In order to adopt your spouse or partner’s child, the adoption should first and foremost be to the child’s advantage. In addition, the requirement is that you and your spouse or partner should have lived together for a consecutive period of at least 2½ years at the time of application.

In order to adopt your stepchild, you must theoretically be at least 25 years of age. You must also in general, be at least 14 years older than the child you wish to adopt.

You must also have lived with the child for around 3 years before the child reaches the age of 18. This period does not necessarily have to be consecutive. If the child is under 18 years of age, you and your spouse or partner must be living you both at the time of application and granting of adoption rights. This does not apply if the child is over the age of 18. 

In certain cases, it may have significance for the adoption if the child has half-siblings from whom adoption is not sought or who do not meet the criteria for adoption.

If there is joint parental responsibility, both parents must agree to the adoption and give their consent. The parent that you live with or are married to – or have previously been married to or lived with – can give their consent in writing. The parent who is giving up the child for adoption must give their consent at a personal meeting at the Agency for Family Law.

If there is no joint parental responsibility, the parent giving up the child for adoption must give written consent.

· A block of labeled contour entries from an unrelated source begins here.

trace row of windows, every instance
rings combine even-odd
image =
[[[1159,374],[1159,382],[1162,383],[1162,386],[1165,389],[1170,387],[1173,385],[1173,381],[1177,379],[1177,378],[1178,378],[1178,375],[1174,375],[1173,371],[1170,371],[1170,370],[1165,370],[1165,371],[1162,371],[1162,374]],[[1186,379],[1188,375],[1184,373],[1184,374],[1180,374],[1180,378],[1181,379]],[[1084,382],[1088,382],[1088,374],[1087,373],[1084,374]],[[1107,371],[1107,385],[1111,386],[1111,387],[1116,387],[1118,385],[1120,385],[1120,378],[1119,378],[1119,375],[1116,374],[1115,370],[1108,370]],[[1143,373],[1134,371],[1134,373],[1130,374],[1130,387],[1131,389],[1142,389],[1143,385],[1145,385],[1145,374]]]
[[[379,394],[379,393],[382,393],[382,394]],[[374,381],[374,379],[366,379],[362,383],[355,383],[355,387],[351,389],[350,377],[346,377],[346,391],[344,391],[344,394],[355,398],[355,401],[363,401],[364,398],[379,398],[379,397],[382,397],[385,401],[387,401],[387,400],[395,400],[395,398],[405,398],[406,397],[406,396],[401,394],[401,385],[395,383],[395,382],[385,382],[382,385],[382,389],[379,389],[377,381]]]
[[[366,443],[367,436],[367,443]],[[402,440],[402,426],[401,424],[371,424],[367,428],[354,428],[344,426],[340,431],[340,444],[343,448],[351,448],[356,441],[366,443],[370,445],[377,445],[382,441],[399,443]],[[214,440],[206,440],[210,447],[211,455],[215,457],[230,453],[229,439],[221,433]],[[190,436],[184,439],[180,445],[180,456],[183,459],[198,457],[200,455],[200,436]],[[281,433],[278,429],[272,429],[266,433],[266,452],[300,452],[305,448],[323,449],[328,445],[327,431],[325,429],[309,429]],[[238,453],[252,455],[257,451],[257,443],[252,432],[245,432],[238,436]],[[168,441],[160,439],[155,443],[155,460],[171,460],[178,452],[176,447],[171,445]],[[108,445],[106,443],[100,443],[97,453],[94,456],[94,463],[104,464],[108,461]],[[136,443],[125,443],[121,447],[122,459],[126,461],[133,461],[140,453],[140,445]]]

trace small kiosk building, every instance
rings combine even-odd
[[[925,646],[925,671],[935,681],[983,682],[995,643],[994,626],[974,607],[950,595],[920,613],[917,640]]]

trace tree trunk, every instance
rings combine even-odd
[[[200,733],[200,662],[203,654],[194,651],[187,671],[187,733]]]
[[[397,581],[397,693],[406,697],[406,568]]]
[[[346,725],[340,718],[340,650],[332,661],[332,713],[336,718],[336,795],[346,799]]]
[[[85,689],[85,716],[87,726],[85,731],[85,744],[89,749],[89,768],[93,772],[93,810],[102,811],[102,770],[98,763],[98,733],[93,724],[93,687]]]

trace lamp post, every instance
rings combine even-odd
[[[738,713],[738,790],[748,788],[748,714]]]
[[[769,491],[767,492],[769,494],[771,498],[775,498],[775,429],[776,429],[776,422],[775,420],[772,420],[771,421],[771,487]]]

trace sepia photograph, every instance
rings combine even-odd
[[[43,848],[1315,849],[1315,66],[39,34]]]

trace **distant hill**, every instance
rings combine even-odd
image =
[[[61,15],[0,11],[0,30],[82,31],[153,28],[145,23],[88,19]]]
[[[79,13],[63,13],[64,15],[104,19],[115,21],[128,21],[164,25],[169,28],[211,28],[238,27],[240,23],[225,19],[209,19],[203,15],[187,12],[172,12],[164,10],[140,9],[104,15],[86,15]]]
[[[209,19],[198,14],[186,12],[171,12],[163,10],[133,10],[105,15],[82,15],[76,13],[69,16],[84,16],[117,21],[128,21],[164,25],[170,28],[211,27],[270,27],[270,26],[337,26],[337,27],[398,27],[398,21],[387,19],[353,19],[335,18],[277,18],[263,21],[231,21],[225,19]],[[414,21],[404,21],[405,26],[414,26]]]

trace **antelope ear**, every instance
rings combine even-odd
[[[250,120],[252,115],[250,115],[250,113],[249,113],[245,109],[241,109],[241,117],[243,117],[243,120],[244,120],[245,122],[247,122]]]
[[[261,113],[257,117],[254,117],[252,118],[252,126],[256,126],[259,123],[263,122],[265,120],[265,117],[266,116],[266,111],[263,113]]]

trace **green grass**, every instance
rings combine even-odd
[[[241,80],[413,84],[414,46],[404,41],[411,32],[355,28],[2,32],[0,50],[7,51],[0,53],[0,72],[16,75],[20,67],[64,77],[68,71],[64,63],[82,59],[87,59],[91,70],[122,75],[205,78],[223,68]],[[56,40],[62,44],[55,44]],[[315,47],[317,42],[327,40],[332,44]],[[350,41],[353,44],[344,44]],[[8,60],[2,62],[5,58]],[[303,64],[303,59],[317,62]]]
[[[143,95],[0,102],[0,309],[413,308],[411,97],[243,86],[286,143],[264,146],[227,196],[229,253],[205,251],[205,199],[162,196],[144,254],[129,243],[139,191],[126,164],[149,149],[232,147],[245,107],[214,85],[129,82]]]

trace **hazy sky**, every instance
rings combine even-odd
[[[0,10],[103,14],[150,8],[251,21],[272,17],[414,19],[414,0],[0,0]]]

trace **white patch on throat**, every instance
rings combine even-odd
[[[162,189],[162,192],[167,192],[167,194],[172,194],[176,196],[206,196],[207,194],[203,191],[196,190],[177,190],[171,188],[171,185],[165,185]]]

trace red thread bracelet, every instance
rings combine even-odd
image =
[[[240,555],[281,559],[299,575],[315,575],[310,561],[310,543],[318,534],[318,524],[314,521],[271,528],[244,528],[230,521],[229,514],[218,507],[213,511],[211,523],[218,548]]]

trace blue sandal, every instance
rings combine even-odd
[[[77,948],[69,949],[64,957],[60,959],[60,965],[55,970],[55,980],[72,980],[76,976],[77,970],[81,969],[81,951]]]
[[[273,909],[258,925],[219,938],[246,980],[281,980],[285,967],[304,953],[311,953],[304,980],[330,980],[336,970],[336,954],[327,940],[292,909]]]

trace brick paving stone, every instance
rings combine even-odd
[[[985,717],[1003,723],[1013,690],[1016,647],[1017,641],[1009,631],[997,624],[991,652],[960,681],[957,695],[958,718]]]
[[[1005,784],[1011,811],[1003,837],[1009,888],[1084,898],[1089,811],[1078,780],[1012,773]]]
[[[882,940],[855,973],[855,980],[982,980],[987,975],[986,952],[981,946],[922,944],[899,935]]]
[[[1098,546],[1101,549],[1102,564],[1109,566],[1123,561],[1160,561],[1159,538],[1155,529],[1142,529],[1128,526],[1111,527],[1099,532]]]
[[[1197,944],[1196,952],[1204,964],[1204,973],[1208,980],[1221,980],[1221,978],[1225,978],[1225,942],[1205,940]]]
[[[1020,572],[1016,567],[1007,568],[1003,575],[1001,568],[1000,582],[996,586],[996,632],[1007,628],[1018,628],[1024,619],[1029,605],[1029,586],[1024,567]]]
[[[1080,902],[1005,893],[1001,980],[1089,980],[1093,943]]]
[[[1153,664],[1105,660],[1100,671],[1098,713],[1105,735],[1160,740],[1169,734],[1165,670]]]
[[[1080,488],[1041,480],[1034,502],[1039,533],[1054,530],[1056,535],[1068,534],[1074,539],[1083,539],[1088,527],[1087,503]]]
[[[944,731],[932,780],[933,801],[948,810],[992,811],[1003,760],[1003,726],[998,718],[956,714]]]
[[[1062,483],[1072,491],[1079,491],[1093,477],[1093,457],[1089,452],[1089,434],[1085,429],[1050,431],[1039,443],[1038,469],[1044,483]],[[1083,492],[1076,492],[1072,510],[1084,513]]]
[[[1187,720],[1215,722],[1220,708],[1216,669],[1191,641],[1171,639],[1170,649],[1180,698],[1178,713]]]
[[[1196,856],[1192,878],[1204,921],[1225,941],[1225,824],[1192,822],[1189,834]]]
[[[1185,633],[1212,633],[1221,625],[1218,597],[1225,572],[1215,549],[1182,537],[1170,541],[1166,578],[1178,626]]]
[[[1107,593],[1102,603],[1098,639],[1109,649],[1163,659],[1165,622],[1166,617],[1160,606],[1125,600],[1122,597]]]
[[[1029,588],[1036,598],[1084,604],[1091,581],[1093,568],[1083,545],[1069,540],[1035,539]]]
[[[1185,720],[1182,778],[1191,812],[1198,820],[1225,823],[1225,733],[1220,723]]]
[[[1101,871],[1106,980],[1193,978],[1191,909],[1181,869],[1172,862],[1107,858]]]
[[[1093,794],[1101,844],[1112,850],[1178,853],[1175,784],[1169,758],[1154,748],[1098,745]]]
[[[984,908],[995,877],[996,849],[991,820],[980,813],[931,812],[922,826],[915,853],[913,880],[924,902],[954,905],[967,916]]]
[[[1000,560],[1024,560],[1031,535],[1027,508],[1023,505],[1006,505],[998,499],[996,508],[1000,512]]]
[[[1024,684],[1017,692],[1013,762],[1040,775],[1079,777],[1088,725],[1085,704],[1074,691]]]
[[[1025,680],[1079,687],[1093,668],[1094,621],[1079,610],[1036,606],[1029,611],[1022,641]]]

A protest only has any significance if there has been contact between parent and child within the past 7-8 years. If one parent lives abroad, he or she will be invited to a meeting at the Danish representation (Embassy or Consulate) in the country in question. This applies irrespective of whether the parent has joint parental responsibility or not.

If the child has reached 7 years of age, he or she will be invited to a meeting at the Agency for Family Law to ascertain the child’s view on the adoption. If the child has reached the age of 12, he or she must also sign consent for adoption.

If the child is under 7 years of age, one of the parents you live with or are married to must give their consent in a personal meeting at the Agency for Family Law.

If the child you wish to adopt was born in another country, it is best to call the Agency for Family Law for advice before you apply for adoption. We should be able to help you with information and/or the documents you will need for the country where the child was born.

The information we will need from the relevant country would be, for example:

  • birth certificate
  • documentation of paternity
  • documentation of joint parental responsibility, or
  • death certificate of a parent if the person died abroad.

There are various rules for the acceptance of foreign documents in Denmark. For some countries, there are requirements for the legalisation of documents, while for others it may be endorsement of an apostille (a stamped official certificate). In many cases it will also be necessary to have the official documents translated.

If you wish to appeal against the decision your claim should be addressed to the Agency of Family Law. The reason you should address your appeal to us is so that we can look into whether we are able to re-assess the case.